While a lot of people have asked for FIPS over the years, we do realise, in the light of what's happened recently, thinking about FIPS might seem a bit odd. That said, NIST have announced they're trying to reform, and the reality is that FIPS or something like it will be with us for some time to come. While we'd like to say we hope the reform effort goes well, as organisations like NIST if able to do their jobs well are really really useful, we also figure that having Java and C# APIs which was are not only FIPS certified but publically verifiable would be a step in the right direction all round.
There are other issues we are trying to address with this as well, at the moment FIPS still represents a real barrier to organisations and developers trying to build applications which are to talk to Government and other organisations that require FIPS. There has been some success at crossing this barrier with OpenSSL's efforts but it is clear that a few more offerings in the area are really needed. Most of the users of Bouncy Castle would understand that even if FIPS is not required today, some application they're working on in the future may well require FIPS, or a certification related to it. On top of that, a lot of people have invested a lot of time in learning the BC APIs, and it would seem to be to everyone's benefit that they'd be able apply the same knowledge in a FIPS environment as well. From our point of view going through the process might improve our general QA and further ensure that our implementations really are spot on. Of course, we're still going to maintain our regular distributions, so for anyone using the APIs it'll be their decision to be FIPS compliant or not. We are not really interested in telling people what they can and cannot do — we are more an "opportunity creation" type of group.
So just over a week ago, coinciding with our 50th Java release, Charity registration in hand, we decided to launch our fundraiser. Since then we've had 7943 downloads of the various 1.50 artifacts from our main server, and an unknown number from the central maven repostory and our mirror, and we've raised $2,642.34 AUD and 0.004 Bitcoins. I won't mention everything else that's been downloaded as well, but I'm sure you get the idea. While I'd like to thank the people that have donated, it's clearly a bit of a slow start. Obviously we are a bit new at this, and clearly much better programmers than fund raisers!

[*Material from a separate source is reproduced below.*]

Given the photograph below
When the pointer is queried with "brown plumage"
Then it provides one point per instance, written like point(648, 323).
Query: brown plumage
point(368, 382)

So, I guess, my scoop is that we are doing a fundraiser, and despite our abilities in the API department and the widespread use of the APIs, we're clearly not doing it very well. It appears almost no one is aware of it! Anyone interested in donating can find the details on the Bouncy Castle website but I would also like to use this opportunity to get some feed back on the whole idea, and what concerns people might have about the changes to how we are now doing things at Bouncy Castle. Some people have suggested that it would be more appropriate for some larger IT companies to be donating, and while we'd certainly appreciate a grand gesture, for us having a broad base of donors is also an important way of maintaining our independence. Having said that, any suggestions about how we might proceed more effectively will also be most welcome and I will follow this track so I can respond to any questions people might have."